ABSTRACT
Background
Cancer pharmacotherapy imposes substantial physical and psychosocial burdens that affect patients’ quality of life (QoL). While oncologic outcomes are well studied, the psychological dimensions—particularly future perspective, emotional resilience, and body image—remain underintegrated into routine care. The growing recognition of psycho-oncology highlights the need for synergistic collaboration between oncology and clinical psychology.
Aim
To evaluate changes in QoL before and after pharmacotherapy among women with breast cancer and identify domains most vulnerable to psychological distress, thereby informing the need for integrated psycho-oncologic care.
Methods
This prospective study included 106 women with breast cancer undergoing pharmacotherapy.
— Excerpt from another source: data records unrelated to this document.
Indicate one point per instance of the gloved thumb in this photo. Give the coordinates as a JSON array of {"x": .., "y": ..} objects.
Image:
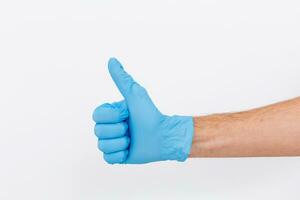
[{"x": 122, "y": 79}]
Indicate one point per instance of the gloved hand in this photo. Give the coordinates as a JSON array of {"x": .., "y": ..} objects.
[{"x": 134, "y": 130}]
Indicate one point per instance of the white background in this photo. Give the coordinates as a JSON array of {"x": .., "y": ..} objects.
[{"x": 194, "y": 57}]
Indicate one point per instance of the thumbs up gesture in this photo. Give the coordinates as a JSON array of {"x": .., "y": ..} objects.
[{"x": 133, "y": 131}]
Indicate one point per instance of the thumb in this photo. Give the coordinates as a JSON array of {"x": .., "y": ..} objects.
[{"x": 122, "y": 79}]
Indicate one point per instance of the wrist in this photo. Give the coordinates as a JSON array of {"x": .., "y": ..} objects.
[{"x": 177, "y": 141}]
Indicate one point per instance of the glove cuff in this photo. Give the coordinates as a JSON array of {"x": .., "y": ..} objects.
[{"x": 177, "y": 141}]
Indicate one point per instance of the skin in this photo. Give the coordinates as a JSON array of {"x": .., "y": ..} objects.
[{"x": 272, "y": 130}]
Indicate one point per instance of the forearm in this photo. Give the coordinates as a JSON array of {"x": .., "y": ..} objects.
[{"x": 268, "y": 131}]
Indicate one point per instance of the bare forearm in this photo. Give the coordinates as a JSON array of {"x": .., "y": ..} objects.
[{"x": 268, "y": 131}]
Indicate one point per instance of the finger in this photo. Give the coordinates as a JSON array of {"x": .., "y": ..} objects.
[
  {"x": 121, "y": 78},
  {"x": 111, "y": 113},
  {"x": 114, "y": 145},
  {"x": 108, "y": 131},
  {"x": 117, "y": 157}
]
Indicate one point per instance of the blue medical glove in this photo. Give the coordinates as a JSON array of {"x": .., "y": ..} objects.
[{"x": 134, "y": 130}]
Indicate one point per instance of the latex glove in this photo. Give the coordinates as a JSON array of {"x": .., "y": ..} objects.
[{"x": 134, "y": 130}]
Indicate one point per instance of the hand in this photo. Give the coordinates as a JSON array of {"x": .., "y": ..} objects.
[{"x": 134, "y": 130}]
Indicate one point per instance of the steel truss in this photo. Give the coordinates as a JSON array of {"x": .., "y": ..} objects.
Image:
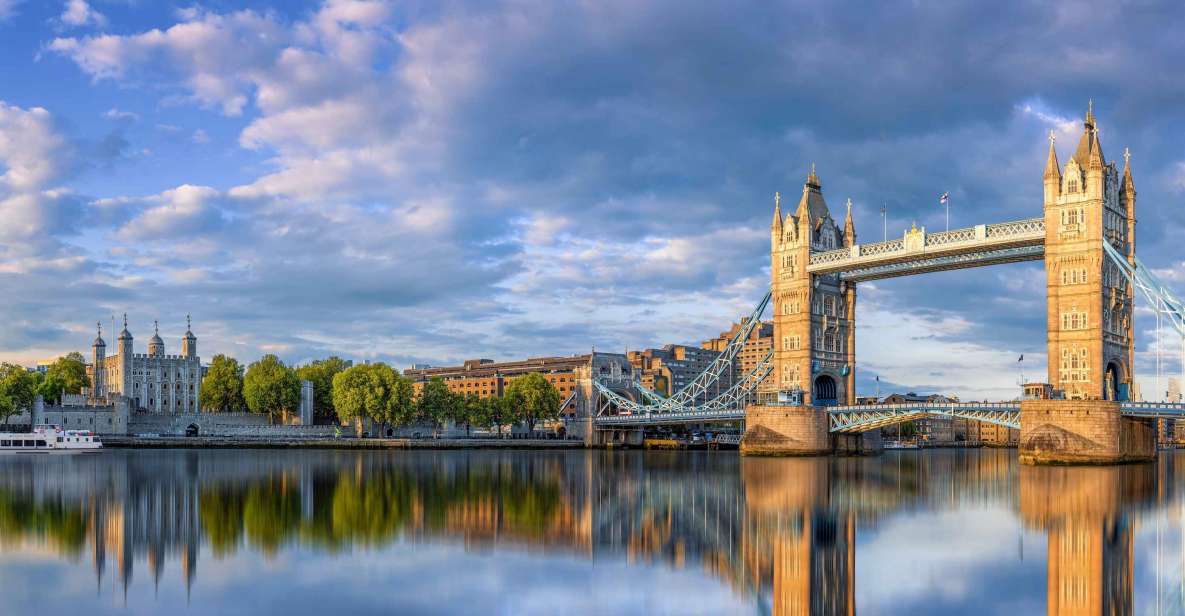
[
  {"x": 946, "y": 262},
  {"x": 731, "y": 400},
  {"x": 870, "y": 417},
  {"x": 1161, "y": 299}
]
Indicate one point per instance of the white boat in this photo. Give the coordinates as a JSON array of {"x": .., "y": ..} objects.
[{"x": 50, "y": 438}]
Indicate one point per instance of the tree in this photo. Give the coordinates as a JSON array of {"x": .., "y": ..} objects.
[
  {"x": 222, "y": 390},
  {"x": 66, "y": 374},
  {"x": 321, "y": 373},
  {"x": 19, "y": 385},
  {"x": 437, "y": 403},
  {"x": 270, "y": 387},
  {"x": 7, "y": 408},
  {"x": 532, "y": 398},
  {"x": 372, "y": 391}
]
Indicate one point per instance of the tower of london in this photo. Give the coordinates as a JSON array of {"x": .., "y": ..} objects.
[{"x": 153, "y": 382}]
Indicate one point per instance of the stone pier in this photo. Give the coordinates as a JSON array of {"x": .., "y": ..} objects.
[
  {"x": 779, "y": 430},
  {"x": 1083, "y": 432}
]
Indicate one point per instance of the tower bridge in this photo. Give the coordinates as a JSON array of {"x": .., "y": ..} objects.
[{"x": 801, "y": 398}]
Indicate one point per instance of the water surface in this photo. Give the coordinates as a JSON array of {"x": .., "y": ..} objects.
[{"x": 584, "y": 532}]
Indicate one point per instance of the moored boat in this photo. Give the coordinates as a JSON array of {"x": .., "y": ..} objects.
[{"x": 50, "y": 438}]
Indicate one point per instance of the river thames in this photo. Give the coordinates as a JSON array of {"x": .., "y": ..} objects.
[{"x": 318, "y": 532}]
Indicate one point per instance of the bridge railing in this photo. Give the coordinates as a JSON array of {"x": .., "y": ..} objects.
[{"x": 999, "y": 235}]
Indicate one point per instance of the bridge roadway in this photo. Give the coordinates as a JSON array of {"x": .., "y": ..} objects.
[{"x": 859, "y": 418}]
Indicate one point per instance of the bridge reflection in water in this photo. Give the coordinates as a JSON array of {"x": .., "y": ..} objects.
[{"x": 780, "y": 532}]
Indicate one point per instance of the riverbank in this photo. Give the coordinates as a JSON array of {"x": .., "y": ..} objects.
[{"x": 223, "y": 442}]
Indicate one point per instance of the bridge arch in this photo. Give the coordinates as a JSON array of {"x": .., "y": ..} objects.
[
  {"x": 1114, "y": 377},
  {"x": 826, "y": 391}
]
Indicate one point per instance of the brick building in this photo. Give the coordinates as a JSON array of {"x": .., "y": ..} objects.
[
  {"x": 488, "y": 378},
  {"x": 756, "y": 347}
]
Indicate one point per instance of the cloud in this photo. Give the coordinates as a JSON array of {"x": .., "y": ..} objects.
[
  {"x": 463, "y": 174},
  {"x": 120, "y": 115},
  {"x": 7, "y": 8},
  {"x": 78, "y": 13}
]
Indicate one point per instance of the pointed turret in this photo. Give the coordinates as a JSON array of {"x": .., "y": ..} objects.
[
  {"x": 1052, "y": 173},
  {"x": 849, "y": 226},
  {"x": 1087, "y": 141},
  {"x": 1128, "y": 184},
  {"x": 777, "y": 213},
  {"x": 1096, "y": 152},
  {"x": 812, "y": 207}
]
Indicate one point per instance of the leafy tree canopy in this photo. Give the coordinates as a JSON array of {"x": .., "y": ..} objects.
[
  {"x": 222, "y": 389},
  {"x": 270, "y": 387}
]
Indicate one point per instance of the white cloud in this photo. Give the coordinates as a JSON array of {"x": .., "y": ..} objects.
[
  {"x": 120, "y": 115},
  {"x": 78, "y": 13},
  {"x": 7, "y": 8},
  {"x": 31, "y": 151}
]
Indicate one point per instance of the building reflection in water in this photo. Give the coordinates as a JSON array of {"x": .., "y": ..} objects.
[{"x": 781, "y": 532}]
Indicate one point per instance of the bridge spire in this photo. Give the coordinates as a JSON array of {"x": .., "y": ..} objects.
[
  {"x": 777, "y": 212},
  {"x": 1052, "y": 169},
  {"x": 849, "y": 226}
]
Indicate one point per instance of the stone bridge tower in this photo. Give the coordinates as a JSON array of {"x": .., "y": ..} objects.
[
  {"x": 1089, "y": 302},
  {"x": 814, "y": 316}
]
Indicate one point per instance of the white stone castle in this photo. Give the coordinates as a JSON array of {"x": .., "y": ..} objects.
[{"x": 153, "y": 382}]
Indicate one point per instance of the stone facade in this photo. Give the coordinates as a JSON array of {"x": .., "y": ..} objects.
[
  {"x": 1089, "y": 301},
  {"x": 153, "y": 382},
  {"x": 814, "y": 316},
  {"x": 487, "y": 378},
  {"x": 786, "y": 430},
  {"x": 1083, "y": 432}
]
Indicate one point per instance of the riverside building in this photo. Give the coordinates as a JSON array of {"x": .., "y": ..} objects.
[{"x": 153, "y": 382}]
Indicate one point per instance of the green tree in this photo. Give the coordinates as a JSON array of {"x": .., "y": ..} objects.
[
  {"x": 66, "y": 374},
  {"x": 19, "y": 385},
  {"x": 222, "y": 390},
  {"x": 321, "y": 374},
  {"x": 437, "y": 403},
  {"x": 372, "y": 391},
  {"x": 532, "y": 398},
  {"x": 270, "y": 387}
]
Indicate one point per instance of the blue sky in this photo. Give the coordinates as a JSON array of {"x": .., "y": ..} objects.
[{"x": 434, "y": 181}]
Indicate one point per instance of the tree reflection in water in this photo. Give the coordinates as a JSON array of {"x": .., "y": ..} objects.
[{"x": 781, "y": 532}]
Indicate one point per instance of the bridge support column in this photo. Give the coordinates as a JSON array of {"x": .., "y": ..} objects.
[
  {"x": 786, "y": 431},
  {"x": 1083, "y": 432}
]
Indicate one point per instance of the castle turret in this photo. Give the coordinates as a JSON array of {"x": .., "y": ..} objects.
[
  {"x": 1052, "y": 173},
  {"x": 155, "y": 345},
  {"x": 125, "y": 341},
  {"x": 97, "y": 357},
  {"x": 849, "y": 228},
  {"x": 125, "y": 369},
  {"x": 189, "y": 341}
]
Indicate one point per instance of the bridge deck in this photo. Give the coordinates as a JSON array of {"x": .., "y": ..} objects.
[{"x": 864, "y": 417}]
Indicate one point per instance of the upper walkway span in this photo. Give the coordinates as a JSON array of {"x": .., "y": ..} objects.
[
  {"x": 864, "y": 417},
  {"x": 920, "y": 252}
]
Sociodemographic and clinical characteristics were collected, including cancer stage, treatment modalities, and baseline cardiometabolic parameters. QoL was assessed pre- and post-treatment using EORTC QLQ-C30 and BR23 instruments. Paired comparisons were performed using Wilcoxon signed-rank tests, and correlations with age were analyzed using Spearman or Pearson methods as appropriate.
Results
Global health status declined significantly after pharmacotherapy (83.3 to 66.7; p = 0.002). Functional domains—including physical, role, and social functioning—also worsened, while emotional functioning improved modestly. Symptom burden increased across fatigue, nausea, pain, appetite loss, and systemic side effects (all p < 0.001). Breast-cancer–specific domains such as body image and future perspective showed minimal change but remained highly variable, indicating psychosocial vulnerability. Distress related to hair loss demonstrated a modest inverse correlation with age (r = −0.296; p = 0.003).
Conclusion
Pharmacotherapy substantially reduces multiple QoL domains, highlighting symptom–function trade-offs and persistent psychological concerns. The patterns in emotional functioning and future perspective indicate unmet psychosocial needs. These findings underscore the imperative for integrated psycho-oncology models to enhance holistic survivorship care.